Il primo è un’interessante intervista all’onorevole Irene Tinagli, Presidente di una importante Commissione del Parlamento Ue. Ci informa che il Parlamento sta riconsiderando il bilancio 2021-2027 per tener conto delle somme del Recovery Fund, che hanno una durata triennale e che inevitabilmente hanno sottratto risorse ad altre voci di spesa, alla ricerca, ad Erasmus, alla cooperazione e ai migranti, per esempio. L’onorevole continua con una critica neanche troppo velata a quel che accade in Italia che fa fatica a predisporre progetti per poter usufruire delle somme assegnate. L’Italia conosce le sue priorità, ora deve concentrarsi su come utilizzarle, conclude la Tinagli. In più, non è che basta la lista dei desideri. Occorre anche che si presentino piani di azione in modo mirato e dettagliato per ciascun investimento. Potremmo dire con un linguaggio calcistico, fine primo tempo.

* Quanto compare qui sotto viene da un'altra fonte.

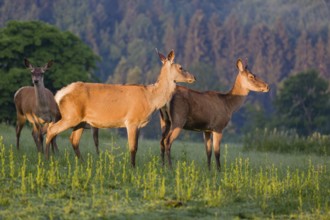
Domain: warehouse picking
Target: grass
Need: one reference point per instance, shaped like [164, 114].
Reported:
[252, 184]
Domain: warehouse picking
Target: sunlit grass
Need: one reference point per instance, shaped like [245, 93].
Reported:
[251, 184]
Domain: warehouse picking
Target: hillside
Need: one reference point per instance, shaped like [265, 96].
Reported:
[277, 38]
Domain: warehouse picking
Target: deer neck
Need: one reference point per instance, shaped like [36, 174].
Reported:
[162, 91]
[41, 99]
[236, 96]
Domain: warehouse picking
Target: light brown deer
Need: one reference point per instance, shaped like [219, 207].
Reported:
[37, 105]
[208, 111]
[109, 106]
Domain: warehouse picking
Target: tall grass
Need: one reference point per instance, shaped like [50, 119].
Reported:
[286, 142]
[106, 186]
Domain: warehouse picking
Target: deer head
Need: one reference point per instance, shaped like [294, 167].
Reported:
[176, 72]
[37, 72]
[248, 80]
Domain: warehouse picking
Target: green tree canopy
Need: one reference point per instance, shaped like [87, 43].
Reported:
[303, 103]
[40, 42]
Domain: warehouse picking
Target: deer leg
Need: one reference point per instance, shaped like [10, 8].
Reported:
[19, 125]
[165, 128]
[53, 142]
[75, 139]
[216, 146]
[41, 139]
[208, 147]
[133, 136]
[36, 137]
[56, 128]
[54, 145]
[168, 143]
[95, 132]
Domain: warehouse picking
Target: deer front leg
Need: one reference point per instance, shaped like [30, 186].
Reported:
[172, 135]
[56, 128]
[165, 128]
[95, 132]
[216, 146]
[75, 139]
[19, 125]
[208, 147]
[133, 136]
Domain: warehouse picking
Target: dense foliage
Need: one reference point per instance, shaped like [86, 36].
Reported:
[279, 38]
[39, 42]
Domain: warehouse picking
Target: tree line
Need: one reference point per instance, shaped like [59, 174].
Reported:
[278, 39]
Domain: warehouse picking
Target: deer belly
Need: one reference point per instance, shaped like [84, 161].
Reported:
[197, 126]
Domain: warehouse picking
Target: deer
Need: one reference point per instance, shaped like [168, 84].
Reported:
[127, 106]
[37, 105]
[208, 112]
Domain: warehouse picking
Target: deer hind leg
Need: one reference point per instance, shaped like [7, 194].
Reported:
[172, 135]
[133, 136]
[216, 146]
[53, 142]
[208, 147]
[95, 132]
[165, 128]
[75, 139]
[37, 137]
[20, 122]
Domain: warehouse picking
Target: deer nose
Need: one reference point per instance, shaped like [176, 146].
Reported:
[193, 79]
[267, 88]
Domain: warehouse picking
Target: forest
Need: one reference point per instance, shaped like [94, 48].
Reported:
[277, 39]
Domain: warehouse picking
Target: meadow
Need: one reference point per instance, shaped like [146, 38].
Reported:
[252, 184]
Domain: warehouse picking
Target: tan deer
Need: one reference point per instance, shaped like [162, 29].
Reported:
[37, 105]
[207, 111]
[110, 106]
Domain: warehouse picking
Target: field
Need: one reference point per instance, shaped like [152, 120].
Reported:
[253, 185]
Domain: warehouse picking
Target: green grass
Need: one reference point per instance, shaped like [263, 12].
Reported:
[251, 185]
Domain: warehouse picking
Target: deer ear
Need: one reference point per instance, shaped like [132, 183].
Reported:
[27, 64]
[161, 57]
[240, 65]
[48, 65]
[171, 56]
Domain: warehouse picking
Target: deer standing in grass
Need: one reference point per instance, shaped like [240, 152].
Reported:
[37, 105]
[207, 111]
[110, 106]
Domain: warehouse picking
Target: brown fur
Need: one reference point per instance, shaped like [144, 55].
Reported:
[208, 111]
[37, 105]
[108, 106]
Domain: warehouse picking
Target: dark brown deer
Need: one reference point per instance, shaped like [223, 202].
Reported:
[109, 106]
[208, 111]
[37, 105]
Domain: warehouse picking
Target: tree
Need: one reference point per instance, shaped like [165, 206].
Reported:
[40, 42]
[303, 103]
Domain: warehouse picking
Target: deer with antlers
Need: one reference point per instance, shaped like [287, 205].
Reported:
[110, 106]
[37, 105]
[207, 111]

Il secondo tempo lo apre Federico Fubini che mette insieme una serie di informazioni che vanno in direzione opposta. Si sta lavorando eccome, il ministro per gli Affari Europei ha già ricevuto oltre 500 schede progetto, per valori che vanno da pochi milioni di euro a importi più sostanziosi. Palazzo Chigi in questa fase ha imposto il riserbo più assoluto.  Chiude l’articolo parlando di una strisciante tensione tra Roma e Bruxelles. Alcuni progetti, non meglio specificati, sono di tali dimensioni, che non sono resi noti per evitare contraccolpi in borsa alle aziende coinvolte. D’altra parte, Bruxelles teme che lo Stato italiano finisca per distribuire laute risorse a gruppi di affari e a pochi centri di interesse. In questo secondo articolo, pare di capire, i dubbi non sono tanto sulla fantasia progettuale di noi italiani quanto sulla qualità dei progetti e delle procedure che li implementeranno.

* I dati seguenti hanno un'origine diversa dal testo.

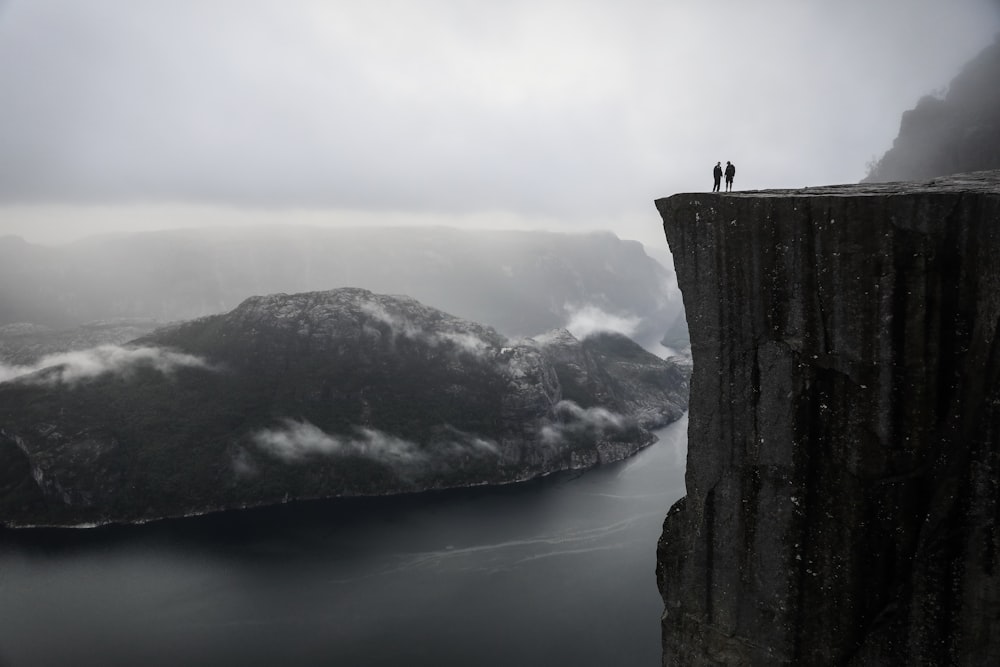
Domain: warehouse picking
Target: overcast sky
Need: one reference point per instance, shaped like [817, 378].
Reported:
[548, 114]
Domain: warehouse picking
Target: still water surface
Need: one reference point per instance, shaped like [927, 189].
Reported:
[558, 571]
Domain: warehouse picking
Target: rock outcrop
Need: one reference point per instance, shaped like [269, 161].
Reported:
[844, 439]
[321, 394]
[957, 132]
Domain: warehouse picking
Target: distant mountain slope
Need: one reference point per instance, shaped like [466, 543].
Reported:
[520, 282]
[957, 133]
[343, 392]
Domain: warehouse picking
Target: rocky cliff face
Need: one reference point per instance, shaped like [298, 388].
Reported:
[958, 132]
[314, 395]
[844, 440]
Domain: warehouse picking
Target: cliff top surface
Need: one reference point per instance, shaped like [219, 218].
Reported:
[983, 182]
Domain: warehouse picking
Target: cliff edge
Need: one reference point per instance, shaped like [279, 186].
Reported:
[843, 465]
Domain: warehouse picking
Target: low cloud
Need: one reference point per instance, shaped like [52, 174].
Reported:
[462, 341]
[80, 365]
[295, 440]
[583, 321]
[574, 421]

Apprezziamo l’arguzia di chi ha impaginato il Corriere perché, quasi fosse un calambour, i due articoli compaiono nella stessa pagina, uno sopra l’altro.

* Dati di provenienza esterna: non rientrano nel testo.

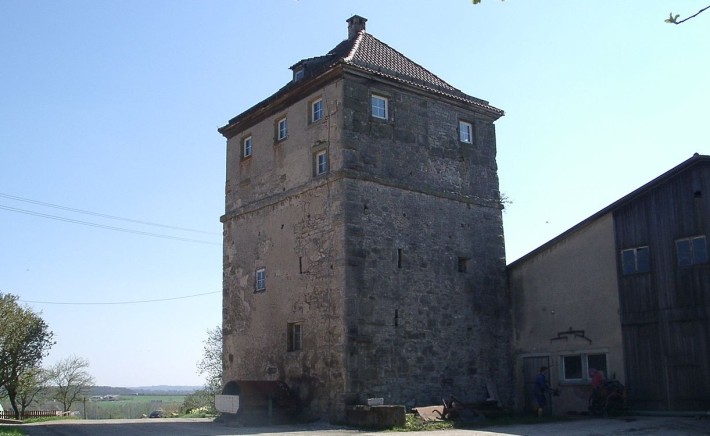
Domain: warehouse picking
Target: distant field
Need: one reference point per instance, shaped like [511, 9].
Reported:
[133, 406]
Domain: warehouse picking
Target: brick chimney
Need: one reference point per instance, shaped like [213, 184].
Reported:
[356, 23]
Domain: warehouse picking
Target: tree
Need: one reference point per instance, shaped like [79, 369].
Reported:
[25, 339]
[71, 380]
[673, 19]
[22, 392]
[210, 365]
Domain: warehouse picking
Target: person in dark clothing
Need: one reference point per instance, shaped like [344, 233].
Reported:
[540, 389]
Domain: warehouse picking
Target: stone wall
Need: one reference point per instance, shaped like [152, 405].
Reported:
[427, 309]
[393, 262]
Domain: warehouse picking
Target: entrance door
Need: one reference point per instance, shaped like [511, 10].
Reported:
[531, 366]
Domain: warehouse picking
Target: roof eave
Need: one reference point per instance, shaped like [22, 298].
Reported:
[284, 97]
[688, 163]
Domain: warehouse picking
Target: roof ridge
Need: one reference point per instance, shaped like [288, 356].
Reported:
[416, 71]
[355, 47]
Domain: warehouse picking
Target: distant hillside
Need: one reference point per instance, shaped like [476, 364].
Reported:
[166, 390]
[144, 390]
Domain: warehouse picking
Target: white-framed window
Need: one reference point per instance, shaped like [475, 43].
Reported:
[260, 280]
[635, 260]
[294, 332]
[379, 106]
[317, 110]
[281, 129]
[575, 367]
[246, 147]
[465, 132]
[321, 162]
[692, 251]
[463, 264]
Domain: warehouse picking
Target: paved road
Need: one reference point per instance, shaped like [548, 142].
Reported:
[632, 426]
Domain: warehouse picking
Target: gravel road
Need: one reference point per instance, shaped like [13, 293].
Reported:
[632, 426]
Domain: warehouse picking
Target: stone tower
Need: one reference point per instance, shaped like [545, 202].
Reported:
[363, 239]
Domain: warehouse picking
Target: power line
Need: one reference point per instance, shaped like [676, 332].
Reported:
[102, 226]
[113, 217]
[119, 302]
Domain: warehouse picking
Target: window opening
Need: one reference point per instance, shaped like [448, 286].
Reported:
[692, 251]
[317, 110]
[465, 132]
[282, 129]
[295, 336]
[246, 147]
[635, 260]
[379, 107]
[260, 284]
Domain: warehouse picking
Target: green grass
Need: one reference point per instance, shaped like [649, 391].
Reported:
[49, 418]
[414, 423]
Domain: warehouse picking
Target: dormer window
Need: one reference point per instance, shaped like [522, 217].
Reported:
[298, 74]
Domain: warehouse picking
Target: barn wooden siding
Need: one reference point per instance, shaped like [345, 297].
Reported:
[665, 313]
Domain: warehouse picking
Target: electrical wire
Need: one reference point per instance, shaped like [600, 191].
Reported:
[119, 302]
[102, 215]
[102, 226]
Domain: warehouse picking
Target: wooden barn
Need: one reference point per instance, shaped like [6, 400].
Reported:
[627, 292]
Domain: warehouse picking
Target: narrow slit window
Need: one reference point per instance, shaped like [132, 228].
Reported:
[465, 132]
[294, 332]
[281, 129]
[317, 110]
[246, 147]
[260, 280]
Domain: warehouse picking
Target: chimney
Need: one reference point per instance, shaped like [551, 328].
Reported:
[356, 23]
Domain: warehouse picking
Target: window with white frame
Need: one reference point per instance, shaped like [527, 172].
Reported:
[281, 129]
[576, 367]
[379, 106]
[294, 334]
[246, 147]
[317, 110]
[692, 251]
[321, 162]
[465, 132]
[260, 280]
[635, 260]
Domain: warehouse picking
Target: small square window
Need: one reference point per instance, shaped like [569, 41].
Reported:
[294, 334]
[572, 367]
[260, 280]
[321, 162]
[578, 367]
[281, 129]
[379, 107]
[635, 260]
[317, 110]
[246, 147]
[692, 251]
[465, 132]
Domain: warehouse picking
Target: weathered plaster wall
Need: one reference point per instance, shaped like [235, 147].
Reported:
[385, 310]
[572, 284]
[282, 218]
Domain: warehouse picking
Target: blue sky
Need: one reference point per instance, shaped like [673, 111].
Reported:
[112, 108]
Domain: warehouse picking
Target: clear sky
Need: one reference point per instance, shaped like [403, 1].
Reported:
[110, 109]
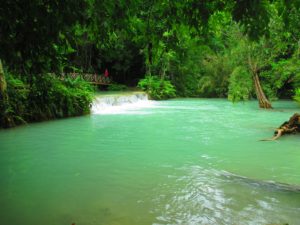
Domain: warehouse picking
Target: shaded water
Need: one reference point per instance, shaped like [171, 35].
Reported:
[184, 161]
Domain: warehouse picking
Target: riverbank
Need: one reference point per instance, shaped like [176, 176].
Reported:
[45, 98]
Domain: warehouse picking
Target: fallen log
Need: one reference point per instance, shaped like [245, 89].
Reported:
[288, 127]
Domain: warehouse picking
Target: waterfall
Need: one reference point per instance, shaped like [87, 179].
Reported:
[124, 103]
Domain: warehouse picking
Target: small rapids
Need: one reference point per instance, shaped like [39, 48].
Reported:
[130, 103]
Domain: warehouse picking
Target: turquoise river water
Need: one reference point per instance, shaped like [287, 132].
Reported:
[182, 161]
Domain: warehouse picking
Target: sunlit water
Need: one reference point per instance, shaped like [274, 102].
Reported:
[184, 161]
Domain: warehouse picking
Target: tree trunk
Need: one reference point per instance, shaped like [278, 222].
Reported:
[261, 97]
[5, 117]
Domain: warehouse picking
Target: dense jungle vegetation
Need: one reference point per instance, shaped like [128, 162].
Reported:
[237, 49]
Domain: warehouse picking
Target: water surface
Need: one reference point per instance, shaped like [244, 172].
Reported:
[184, 161]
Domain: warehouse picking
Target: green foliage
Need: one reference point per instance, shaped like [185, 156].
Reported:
[117, 87]
[47, 98]
[240, 85]
[157, 88]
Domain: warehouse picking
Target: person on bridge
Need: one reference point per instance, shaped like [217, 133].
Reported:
[106, 74]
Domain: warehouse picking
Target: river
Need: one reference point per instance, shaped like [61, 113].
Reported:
[182, 161]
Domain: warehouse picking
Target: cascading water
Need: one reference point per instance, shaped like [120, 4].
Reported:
[124, 103]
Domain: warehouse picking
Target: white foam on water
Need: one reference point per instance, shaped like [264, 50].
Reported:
[122, 104]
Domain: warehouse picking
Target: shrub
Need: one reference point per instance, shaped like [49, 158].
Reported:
[117, 87]
[48, 97]
[157, 88]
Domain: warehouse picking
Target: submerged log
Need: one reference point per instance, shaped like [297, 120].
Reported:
[288, 127]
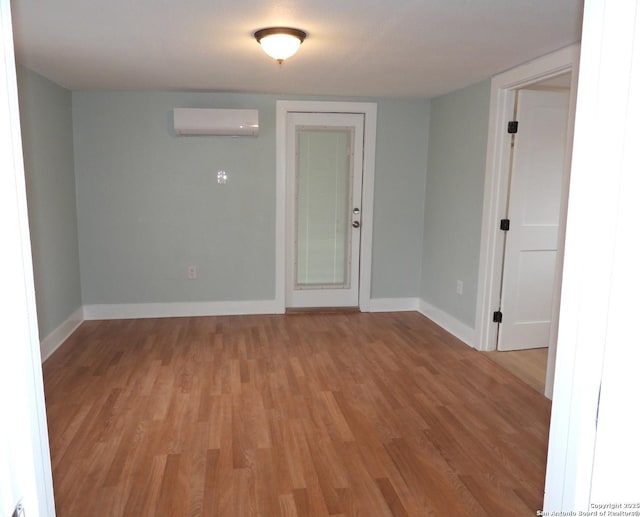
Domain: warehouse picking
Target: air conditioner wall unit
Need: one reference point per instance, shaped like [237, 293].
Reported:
[205, 121]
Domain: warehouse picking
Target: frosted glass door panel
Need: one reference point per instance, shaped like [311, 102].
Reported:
[323, 194]
[323, 214]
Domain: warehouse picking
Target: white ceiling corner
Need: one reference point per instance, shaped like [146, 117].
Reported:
[365, 48]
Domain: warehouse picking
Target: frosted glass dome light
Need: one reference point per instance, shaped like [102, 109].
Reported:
[280, 42]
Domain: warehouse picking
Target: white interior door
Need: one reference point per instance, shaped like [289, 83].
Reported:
[534, 212]
[323, 216]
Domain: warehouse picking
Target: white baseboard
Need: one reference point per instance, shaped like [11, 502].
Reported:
[452, 325]
[53, 341]
[174, 310]
[393, 304]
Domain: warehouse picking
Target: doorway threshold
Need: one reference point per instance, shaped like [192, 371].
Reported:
[321, 310]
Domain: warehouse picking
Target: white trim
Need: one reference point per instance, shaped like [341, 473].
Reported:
[58, 336]
[452, 325]
[24, 442]
[496, 179]
[369, 109]
[596, 316]
[177, 310]
[394, 304]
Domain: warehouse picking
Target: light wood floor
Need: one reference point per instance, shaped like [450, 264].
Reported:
[289, 415]
[530, 366]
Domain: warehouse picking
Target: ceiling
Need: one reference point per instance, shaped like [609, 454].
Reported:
[377, 48]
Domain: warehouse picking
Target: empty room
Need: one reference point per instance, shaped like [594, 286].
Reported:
[331, 259]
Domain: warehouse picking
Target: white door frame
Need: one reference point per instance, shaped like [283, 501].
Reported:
[369, 110]
[24, 428]
[503, 88]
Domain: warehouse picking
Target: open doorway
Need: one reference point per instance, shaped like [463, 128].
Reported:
[554, 72]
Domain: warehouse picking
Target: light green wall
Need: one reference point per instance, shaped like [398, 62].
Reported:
[149, 204]
[398, 226]
[454, 196]
[47, 138]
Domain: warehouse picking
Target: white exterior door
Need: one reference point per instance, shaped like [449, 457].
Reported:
[323, 216]
[534, 212]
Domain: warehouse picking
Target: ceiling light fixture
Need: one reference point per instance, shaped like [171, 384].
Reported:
[280, 42]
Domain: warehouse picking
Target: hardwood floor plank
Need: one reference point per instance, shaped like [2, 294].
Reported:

A parte questa nota di costume, a noi cittadini non rimane altro che stare a guardare e capirci ben poco. Oscilliamo tra sapere che stiamo facendo poco o niente ovvero stiamo facendo ma in silenzio. Non disturbare il manovratore sta lavorando per noi, si diceva una volta.

Le riserve che possiamo avanzare sono almeno tre. La prima è che storicamente spendiamo pochissimo dei soldi europei per incapacità di progettazione o per veti incrociati dai vari livelli di governo locale. La seconda è che, come si vede nel riquadro, i finanziamenti per il nostro paese sono davvero tanti e meriterebbero maggiore considerazione da parte del governo quanto a informazione e comunicazione al pubblico. Infine, non è dato sapere come il singolo cittadino possa intervenire per avanzare proposte semmai di piccole dimensioni, relative alla vita quotidiana e che non hanno l’effetto mirabolante del ponte di Messina, o del tunnel o dell’alta velocità in varie città del Sud Italia.

Infine, un’ultima notazione riguarda la non trascurabile circostanza che gran parte di questi aiuti, finanziamenti, risorse dovremo comunque restituirli. Dopo tanto rumore, almeno un pò di onore a vedere realizzato qualcosa non sarebbe male.

A chi possiamo rivolgerci per saperne di più? Non credo che riceveremo una risposta dai tanti politici così fortemente impegnati per le prossime elezioni regionali.